In healthy adults, acute nighttime aircraft noise exposure dose-dependently impairs endothelial function and stimulates adrenaline release. Noise-induced ED may be in part due to increased production in reactive oxygen species and may thus be one mechanism contributing to the observed association of chronic noise exposure with cardiovascular disease.
飞机噪声干扰睡眠,长期暴露于飞机噪声会导致高血压患病率增加以及心肌梗死整体风险增加。导致这些心血管效应的确切机制尚不清楚。

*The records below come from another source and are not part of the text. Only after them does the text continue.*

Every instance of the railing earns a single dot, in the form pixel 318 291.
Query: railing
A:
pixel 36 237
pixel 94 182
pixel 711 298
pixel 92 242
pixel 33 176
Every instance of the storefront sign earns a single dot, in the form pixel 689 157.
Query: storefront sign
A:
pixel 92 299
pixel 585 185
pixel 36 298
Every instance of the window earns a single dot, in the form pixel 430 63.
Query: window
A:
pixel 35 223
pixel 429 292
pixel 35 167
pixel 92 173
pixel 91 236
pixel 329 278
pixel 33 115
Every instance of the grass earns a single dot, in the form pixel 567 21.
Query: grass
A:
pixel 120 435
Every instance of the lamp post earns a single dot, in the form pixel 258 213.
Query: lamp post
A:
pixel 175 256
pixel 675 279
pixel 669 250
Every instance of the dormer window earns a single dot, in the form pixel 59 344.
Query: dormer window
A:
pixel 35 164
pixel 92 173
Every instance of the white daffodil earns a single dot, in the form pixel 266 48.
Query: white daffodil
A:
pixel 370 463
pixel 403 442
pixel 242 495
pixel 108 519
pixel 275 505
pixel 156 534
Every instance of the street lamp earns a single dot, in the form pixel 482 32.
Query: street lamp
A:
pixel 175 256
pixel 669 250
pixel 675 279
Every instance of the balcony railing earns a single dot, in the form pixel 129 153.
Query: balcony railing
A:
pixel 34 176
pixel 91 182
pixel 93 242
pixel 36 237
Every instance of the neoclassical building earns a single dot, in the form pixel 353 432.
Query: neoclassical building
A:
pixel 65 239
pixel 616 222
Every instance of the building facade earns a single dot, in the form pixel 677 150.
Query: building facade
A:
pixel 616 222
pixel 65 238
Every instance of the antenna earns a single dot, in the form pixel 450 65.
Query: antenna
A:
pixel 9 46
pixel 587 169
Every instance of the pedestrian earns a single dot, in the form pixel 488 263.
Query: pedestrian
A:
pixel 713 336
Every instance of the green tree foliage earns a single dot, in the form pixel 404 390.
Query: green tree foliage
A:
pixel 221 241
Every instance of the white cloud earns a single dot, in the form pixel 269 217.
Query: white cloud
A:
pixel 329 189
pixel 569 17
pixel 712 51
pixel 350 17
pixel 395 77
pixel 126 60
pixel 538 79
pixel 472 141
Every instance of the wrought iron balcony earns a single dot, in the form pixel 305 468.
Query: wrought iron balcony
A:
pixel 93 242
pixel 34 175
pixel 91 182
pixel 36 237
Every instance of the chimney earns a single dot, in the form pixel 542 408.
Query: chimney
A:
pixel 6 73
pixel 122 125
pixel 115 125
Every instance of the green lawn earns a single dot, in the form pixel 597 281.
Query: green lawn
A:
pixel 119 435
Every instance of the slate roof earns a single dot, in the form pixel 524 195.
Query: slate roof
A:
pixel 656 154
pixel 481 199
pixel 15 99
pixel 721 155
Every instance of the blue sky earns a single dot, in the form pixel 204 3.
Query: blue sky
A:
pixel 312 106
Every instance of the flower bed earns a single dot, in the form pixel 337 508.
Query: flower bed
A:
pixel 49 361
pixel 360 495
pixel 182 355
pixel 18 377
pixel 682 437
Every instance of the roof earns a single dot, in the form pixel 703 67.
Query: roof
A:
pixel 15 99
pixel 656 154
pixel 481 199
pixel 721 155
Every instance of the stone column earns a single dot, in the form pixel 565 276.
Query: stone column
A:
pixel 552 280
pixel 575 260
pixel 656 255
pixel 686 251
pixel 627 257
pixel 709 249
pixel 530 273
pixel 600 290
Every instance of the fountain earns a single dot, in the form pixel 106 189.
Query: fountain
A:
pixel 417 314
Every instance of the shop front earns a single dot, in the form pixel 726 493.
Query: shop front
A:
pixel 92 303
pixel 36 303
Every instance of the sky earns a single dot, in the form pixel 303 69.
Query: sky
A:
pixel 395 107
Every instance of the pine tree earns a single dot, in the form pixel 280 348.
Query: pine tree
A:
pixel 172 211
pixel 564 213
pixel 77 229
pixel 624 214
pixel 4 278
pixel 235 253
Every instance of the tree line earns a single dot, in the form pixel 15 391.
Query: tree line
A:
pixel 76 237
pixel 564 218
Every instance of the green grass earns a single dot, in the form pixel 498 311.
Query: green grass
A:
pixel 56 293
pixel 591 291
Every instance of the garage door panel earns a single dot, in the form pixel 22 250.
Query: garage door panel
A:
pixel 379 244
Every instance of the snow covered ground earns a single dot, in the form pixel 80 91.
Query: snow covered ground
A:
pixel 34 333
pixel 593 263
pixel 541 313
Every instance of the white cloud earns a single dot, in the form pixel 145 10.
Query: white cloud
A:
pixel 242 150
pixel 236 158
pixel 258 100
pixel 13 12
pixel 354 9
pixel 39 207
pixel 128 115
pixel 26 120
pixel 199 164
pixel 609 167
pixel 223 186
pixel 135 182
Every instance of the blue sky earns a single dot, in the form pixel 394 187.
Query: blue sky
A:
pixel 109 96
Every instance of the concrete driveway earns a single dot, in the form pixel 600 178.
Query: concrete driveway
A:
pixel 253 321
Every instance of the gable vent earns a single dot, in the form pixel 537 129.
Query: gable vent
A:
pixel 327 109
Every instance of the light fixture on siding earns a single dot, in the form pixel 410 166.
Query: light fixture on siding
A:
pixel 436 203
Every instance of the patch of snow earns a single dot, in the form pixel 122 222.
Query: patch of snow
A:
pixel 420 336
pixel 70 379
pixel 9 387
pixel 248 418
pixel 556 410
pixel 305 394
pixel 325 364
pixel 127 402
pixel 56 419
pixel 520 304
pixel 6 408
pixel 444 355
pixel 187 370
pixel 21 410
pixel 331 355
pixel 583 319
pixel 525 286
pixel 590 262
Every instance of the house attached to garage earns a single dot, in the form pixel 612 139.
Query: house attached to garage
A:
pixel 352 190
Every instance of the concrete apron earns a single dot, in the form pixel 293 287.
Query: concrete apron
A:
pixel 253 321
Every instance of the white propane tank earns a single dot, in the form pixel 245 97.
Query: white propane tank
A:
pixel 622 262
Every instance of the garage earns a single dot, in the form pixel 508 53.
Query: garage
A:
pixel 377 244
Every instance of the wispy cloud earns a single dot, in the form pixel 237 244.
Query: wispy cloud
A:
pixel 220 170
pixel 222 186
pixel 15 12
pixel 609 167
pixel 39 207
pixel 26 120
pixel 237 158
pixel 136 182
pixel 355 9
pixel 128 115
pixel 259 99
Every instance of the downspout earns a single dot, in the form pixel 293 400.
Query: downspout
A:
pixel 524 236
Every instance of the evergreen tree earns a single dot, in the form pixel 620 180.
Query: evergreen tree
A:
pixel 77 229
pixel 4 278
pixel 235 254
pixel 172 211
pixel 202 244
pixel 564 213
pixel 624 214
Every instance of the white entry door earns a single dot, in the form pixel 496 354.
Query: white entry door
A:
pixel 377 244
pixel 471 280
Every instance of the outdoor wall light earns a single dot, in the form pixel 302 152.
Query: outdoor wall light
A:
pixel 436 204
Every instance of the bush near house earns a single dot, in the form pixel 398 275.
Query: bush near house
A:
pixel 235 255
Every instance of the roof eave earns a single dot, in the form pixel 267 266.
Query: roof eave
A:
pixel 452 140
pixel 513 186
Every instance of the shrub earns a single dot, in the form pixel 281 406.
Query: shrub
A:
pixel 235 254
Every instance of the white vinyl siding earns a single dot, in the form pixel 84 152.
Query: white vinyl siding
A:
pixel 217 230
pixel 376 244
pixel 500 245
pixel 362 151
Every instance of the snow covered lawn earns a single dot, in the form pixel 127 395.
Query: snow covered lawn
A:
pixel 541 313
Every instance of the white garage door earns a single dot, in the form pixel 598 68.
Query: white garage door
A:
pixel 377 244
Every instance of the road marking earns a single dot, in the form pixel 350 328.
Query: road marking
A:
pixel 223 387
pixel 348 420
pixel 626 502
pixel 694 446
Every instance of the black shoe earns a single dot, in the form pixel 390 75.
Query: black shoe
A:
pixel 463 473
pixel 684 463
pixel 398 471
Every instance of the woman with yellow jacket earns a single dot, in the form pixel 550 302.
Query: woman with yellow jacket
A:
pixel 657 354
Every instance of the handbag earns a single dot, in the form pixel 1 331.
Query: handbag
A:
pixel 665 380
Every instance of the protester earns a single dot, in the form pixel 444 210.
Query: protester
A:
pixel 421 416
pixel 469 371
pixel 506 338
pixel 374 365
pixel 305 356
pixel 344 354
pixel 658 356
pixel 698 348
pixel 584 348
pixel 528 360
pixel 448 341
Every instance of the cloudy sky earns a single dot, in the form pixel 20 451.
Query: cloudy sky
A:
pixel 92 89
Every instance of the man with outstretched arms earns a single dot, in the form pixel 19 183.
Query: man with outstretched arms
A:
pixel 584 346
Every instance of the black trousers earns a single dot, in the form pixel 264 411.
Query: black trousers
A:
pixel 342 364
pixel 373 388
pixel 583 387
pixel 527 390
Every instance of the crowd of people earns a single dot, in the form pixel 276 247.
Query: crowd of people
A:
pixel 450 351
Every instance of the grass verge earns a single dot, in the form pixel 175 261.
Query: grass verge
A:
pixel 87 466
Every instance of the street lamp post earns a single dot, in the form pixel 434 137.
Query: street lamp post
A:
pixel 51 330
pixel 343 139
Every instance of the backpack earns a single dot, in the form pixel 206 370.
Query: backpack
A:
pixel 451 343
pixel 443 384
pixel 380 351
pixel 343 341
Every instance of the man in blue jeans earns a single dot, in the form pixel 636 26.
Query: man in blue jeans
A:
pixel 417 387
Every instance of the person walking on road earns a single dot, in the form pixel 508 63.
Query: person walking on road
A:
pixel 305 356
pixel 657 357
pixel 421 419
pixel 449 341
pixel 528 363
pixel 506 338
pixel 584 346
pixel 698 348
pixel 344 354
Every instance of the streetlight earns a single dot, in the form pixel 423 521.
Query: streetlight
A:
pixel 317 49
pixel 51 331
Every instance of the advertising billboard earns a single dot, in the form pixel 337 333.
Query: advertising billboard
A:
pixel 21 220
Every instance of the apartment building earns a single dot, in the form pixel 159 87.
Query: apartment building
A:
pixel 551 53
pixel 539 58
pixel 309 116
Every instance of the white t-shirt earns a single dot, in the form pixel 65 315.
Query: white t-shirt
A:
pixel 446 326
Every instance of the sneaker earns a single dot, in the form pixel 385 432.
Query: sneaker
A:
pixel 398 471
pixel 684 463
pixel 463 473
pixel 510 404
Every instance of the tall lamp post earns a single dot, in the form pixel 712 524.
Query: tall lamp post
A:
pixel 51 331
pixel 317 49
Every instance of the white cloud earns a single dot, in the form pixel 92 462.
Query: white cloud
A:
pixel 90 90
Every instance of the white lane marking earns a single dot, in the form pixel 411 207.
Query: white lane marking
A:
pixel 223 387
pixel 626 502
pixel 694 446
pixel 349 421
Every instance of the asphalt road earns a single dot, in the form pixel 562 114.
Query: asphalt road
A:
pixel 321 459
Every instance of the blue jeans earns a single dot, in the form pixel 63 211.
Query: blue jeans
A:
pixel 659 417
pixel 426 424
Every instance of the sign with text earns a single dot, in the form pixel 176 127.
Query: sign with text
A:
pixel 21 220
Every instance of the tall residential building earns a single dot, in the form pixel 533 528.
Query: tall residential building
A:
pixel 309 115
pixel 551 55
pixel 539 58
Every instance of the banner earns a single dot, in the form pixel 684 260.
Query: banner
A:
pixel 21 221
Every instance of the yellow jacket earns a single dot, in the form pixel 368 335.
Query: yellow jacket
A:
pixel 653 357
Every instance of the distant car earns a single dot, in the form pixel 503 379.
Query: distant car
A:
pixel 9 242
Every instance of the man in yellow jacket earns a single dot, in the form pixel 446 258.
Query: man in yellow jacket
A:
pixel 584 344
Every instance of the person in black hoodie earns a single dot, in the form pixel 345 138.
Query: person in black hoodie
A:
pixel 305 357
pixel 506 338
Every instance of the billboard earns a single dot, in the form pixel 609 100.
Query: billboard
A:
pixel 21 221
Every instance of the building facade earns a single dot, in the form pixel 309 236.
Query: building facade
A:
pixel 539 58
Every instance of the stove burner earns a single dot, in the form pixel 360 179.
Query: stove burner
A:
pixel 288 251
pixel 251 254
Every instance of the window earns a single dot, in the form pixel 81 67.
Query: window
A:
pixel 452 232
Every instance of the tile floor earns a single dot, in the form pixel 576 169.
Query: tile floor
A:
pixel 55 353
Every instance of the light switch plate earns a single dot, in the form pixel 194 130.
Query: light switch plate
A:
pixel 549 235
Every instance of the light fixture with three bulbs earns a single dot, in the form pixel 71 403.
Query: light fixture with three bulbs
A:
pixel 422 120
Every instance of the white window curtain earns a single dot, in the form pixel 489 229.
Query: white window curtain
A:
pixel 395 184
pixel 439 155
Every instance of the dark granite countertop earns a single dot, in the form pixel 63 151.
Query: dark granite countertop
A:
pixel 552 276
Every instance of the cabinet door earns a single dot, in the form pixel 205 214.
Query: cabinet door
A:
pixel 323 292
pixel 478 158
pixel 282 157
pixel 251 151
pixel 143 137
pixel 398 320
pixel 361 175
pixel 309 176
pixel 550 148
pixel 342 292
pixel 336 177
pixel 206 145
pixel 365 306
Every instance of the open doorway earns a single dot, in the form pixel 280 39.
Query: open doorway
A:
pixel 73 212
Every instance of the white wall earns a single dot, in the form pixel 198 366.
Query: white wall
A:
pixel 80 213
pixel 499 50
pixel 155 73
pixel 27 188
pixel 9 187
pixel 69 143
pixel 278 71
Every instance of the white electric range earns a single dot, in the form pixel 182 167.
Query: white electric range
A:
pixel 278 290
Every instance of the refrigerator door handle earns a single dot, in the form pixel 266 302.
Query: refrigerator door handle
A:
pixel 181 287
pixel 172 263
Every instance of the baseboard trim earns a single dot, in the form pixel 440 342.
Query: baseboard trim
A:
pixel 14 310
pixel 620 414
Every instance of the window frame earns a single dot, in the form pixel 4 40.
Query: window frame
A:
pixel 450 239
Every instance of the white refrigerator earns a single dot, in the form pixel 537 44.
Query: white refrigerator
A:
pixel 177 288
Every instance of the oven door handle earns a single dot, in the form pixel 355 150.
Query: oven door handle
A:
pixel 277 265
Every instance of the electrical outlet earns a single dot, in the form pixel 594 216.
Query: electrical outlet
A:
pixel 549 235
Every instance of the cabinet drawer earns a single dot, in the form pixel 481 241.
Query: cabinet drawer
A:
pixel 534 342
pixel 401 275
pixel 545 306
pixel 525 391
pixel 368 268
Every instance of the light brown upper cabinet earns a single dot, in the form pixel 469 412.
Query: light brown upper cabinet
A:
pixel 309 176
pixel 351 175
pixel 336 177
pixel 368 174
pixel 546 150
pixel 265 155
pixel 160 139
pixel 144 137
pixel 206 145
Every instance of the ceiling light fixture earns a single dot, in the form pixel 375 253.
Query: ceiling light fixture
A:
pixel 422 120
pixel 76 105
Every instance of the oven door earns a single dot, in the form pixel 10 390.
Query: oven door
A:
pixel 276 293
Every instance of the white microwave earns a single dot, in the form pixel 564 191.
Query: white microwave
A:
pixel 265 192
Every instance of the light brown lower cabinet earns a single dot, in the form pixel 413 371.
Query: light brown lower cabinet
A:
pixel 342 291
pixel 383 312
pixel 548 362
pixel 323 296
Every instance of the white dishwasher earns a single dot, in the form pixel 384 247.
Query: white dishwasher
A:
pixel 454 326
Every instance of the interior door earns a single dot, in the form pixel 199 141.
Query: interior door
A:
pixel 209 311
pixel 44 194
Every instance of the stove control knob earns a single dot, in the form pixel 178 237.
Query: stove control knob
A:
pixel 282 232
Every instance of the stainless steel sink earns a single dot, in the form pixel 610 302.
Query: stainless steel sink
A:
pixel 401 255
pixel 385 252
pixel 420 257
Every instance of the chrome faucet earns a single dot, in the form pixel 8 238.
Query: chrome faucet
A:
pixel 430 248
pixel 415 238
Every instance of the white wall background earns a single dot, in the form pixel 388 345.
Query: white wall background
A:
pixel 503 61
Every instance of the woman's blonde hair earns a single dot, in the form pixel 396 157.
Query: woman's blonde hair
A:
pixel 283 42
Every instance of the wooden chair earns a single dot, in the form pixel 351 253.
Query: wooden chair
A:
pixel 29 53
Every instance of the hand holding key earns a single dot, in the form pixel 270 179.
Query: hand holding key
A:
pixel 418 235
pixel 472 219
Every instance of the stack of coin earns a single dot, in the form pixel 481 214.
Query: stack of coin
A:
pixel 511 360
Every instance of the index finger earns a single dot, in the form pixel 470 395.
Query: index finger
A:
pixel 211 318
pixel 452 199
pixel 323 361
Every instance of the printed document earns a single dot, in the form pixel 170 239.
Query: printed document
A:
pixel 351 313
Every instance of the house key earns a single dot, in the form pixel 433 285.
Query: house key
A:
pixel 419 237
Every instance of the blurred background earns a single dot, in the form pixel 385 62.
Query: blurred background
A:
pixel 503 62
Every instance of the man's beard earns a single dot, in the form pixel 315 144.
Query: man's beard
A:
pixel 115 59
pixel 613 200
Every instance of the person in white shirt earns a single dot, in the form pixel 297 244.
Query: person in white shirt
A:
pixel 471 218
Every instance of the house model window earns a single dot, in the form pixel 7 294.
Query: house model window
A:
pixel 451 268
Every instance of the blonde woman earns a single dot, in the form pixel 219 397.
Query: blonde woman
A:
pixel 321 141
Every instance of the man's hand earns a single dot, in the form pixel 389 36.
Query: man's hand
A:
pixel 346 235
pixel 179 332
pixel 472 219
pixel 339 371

我们在 75 名健康志愿者(平均年龄 26 岁)中进行了一项盲法现场研究,这些志愿者在家中随机接受一种对照模式(无噪声)和两种不同的噪声场景[每晚 30 或 60 次飞机噪声事件,平均最大声压级(SPL)为 60dB(A)],每个场景各一晚。我们在每个研究夜进行多导睡眠图监测。噪声导致睡眠质量恶化(P<0.0001)。噪声 60 相当于等效连续 SPL 为 46.3dB(Leq),代表与心血管事件增加相关的环境噪声水平,导致 FMD 减弱(P=0.016)。此外,尽管在噪声组的 FMD 值(对照组:10.4±3.8%;噪声 30:9.7±4.1%;噪声 60:9.5±4.3%,P=0.052)之间进行直接比较没有达到显著水平,但噪声水平对 FMD 的影响呈单调剂量依赖性(P=0.020)。最后,噪声存在引发效应,即在志愿者首先暴露于 30 次噪声然后暴露于 60 次噪声时,FMD 的减弱特别明显(P=0.006)。维生素 C 的给药逆转了噪声引起的内皮功能障碍(ED)(P=0.0171)。肾上腺素浓度从 28.3±10.9ng/L 增加到 33.2±16.6ng/L 和 34.1±19.3ng/L(P=0.0099)。暴露于噪声后,脉搏传导时间(反映动脉僵硬度)也缩短(P=0.003)。
在健康成年人中,急性夜间飞机噪声暴露会剂量依赖性地损害内皮功能并刺激肾上腺素释放。噪声引起的 ED 可能部分是由于活性氧物质的产生增加所致,因此可能是导致慢性噪声暴露与心血管疾病观察到的关联的机制之一。